Electron beam splitting with crossed graphene nanoribbons

Abstract

Graphene exhibits many exceptional mechanical and electronic properties that make it attractive for the fabrication of electronic devices at the nanoscale, but the gapless spectrum is a major obstacle for carbon-based electronic applications, since the absence of an electronic gap makes it a poor candidate to build logic electronic devices, e.g. field-effect transistor. A gap can be however induced in different ways, among others, via lateral quantum confinement of the electrons, e.g., as it occurs in one-dimensional (1D) graphene nanoribbons (GNRs).

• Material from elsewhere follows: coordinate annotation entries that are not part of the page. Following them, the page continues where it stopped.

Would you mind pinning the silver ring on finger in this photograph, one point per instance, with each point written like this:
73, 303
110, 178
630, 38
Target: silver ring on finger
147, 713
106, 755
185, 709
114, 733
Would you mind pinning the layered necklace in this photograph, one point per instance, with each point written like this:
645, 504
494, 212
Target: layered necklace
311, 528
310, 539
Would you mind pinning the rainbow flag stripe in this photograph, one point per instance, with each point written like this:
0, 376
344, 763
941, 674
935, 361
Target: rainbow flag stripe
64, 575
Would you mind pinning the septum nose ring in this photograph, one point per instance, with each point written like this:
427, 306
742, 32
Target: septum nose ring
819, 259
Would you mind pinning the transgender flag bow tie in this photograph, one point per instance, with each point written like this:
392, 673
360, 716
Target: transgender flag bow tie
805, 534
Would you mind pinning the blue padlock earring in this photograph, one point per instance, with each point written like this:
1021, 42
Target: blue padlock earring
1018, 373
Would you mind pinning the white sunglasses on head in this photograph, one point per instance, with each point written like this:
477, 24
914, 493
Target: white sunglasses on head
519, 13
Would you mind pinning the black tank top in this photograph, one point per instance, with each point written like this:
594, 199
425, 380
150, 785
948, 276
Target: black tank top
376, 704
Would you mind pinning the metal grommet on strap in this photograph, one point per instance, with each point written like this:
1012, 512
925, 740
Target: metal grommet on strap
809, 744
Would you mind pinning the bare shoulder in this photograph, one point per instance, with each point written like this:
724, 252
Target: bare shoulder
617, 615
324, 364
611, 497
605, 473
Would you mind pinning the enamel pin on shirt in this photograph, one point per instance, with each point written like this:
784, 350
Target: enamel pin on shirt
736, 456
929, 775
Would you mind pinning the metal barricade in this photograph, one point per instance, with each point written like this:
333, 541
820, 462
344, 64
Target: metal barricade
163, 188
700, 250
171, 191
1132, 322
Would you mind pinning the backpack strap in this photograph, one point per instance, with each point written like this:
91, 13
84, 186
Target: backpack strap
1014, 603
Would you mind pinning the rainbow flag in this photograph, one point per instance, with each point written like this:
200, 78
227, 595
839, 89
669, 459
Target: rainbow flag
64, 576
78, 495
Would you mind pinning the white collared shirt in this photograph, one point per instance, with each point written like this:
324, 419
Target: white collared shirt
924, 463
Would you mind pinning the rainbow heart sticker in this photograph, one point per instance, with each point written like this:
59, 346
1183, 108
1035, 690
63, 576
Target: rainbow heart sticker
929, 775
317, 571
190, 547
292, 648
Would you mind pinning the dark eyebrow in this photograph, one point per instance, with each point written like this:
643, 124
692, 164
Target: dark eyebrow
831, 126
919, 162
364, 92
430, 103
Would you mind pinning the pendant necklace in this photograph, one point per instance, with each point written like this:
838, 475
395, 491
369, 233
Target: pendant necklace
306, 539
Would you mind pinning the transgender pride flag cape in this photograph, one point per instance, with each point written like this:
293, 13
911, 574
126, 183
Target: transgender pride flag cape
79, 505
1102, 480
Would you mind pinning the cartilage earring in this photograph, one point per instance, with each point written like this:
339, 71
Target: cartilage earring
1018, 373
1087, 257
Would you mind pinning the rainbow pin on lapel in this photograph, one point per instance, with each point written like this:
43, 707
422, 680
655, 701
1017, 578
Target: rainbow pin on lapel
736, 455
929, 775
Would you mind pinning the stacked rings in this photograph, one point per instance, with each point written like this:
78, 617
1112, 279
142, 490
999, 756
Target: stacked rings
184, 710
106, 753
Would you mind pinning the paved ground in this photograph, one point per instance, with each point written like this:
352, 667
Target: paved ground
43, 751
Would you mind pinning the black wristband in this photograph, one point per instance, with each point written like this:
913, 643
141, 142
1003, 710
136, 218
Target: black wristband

On the other hand these GNRs can be produced and manipulated with atomistic precision. Here we analyze the effect of placing two GNRs one on top of the other interacting via the vander-Waals interaction (4-terminal device). Previous work based on DFT+NEGF showed that electrons injected from one terminal can be split into two outgoing waves with a tunable ratio that strongly depends on the intersection angle between the ribbons. In this work we complement this by adopting a simple and numerically efficient tight-binding description that captures the essential physics. In addition to the intersection angle, the precise stacking of the device results in a powerful tool to control the direction and intensity of the electron beam. Here we analyze different high-symmetry configurations as well as GNRs of varying width and edge chirality to reach a complete picture of the electron beam splitting effect.